Other Wind
29 / September29 / September29 / September

Gossip

I went to do some research at the UT library on fairy godmothers after work today, for a story I’m writing. In a book called From the Beast to the Blonde: On Fairy Tales and Their Tellers, by Marina Warner, I found the following explanation of the word gossip:

In 1014, the word ‘gossip’ was used in English for a baptismal sponsor, godmother or -father; by 1632, it denoted a ‘friend’ and applied almost exclusively to female friends invited by a woman to the christening of her child. A ‘gossiping’ is an old word for a christening feast. Jan Steen’s high spirited painting known also by that title, in the Wallace Collection in London…, shows a kitchen bustling with friends and helpers; the confined mother lies in bed in an alcove, looking very weak, while two women keep by her side; around the table, by the chimney, more women are heating water, gesturing to each other, engaged in conversation as they focus on the newborn child.
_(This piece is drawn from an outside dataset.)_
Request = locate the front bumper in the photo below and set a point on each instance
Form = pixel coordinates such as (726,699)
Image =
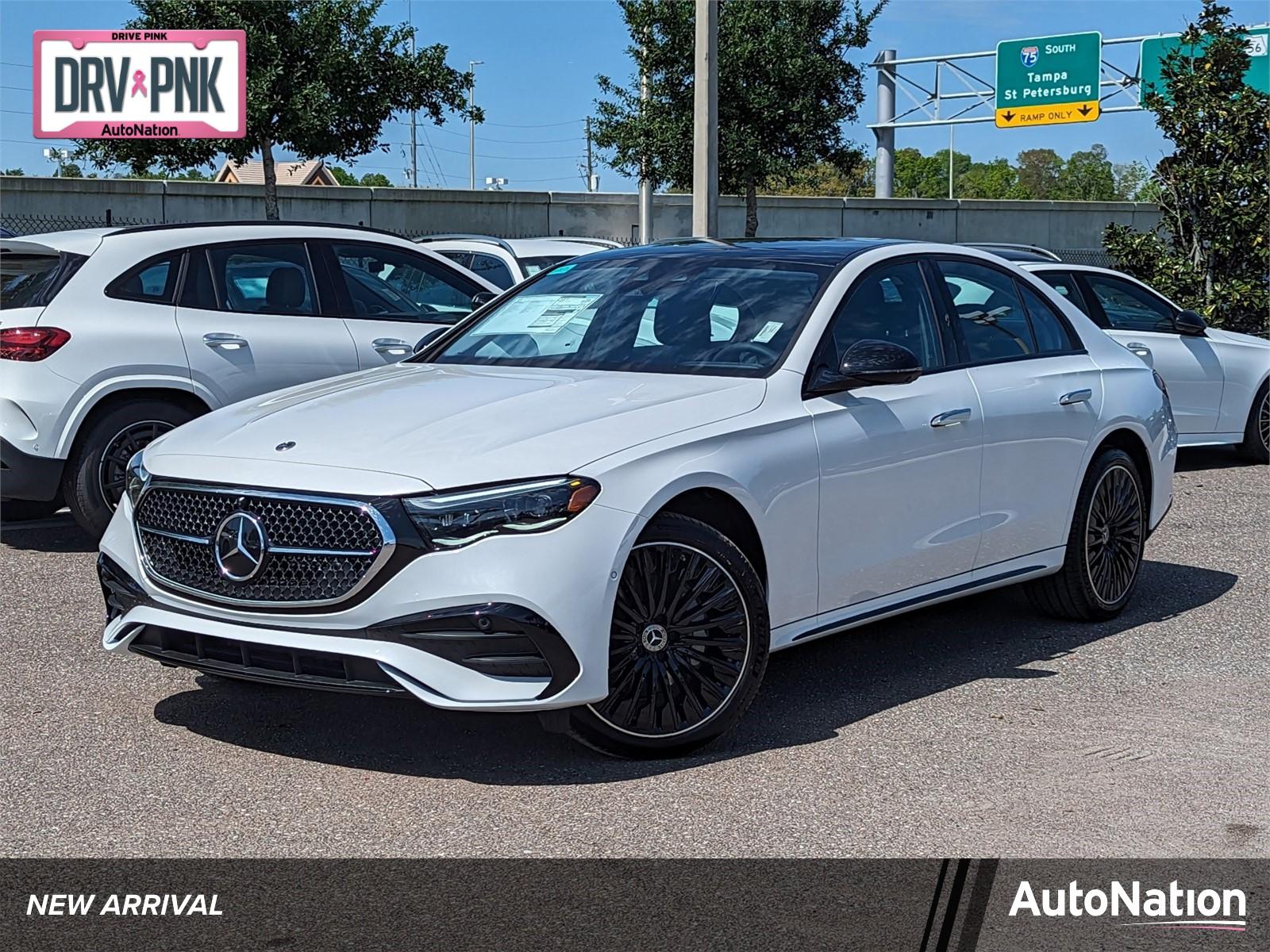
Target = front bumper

From 1590 to the 1660s, when such festivities were set to become ever more popular and lavish sources of social bonding, among Catholics and Protestants alike, the word ‘gossip’ had gone into free fall, and came to mean ‘a person, mostly a woman, especially one who delights in idle talk; a newsmonger, a tattler’.
Warner goes on to explain that the Italian and French words for gossip (commare and commère) underwent similar transformations.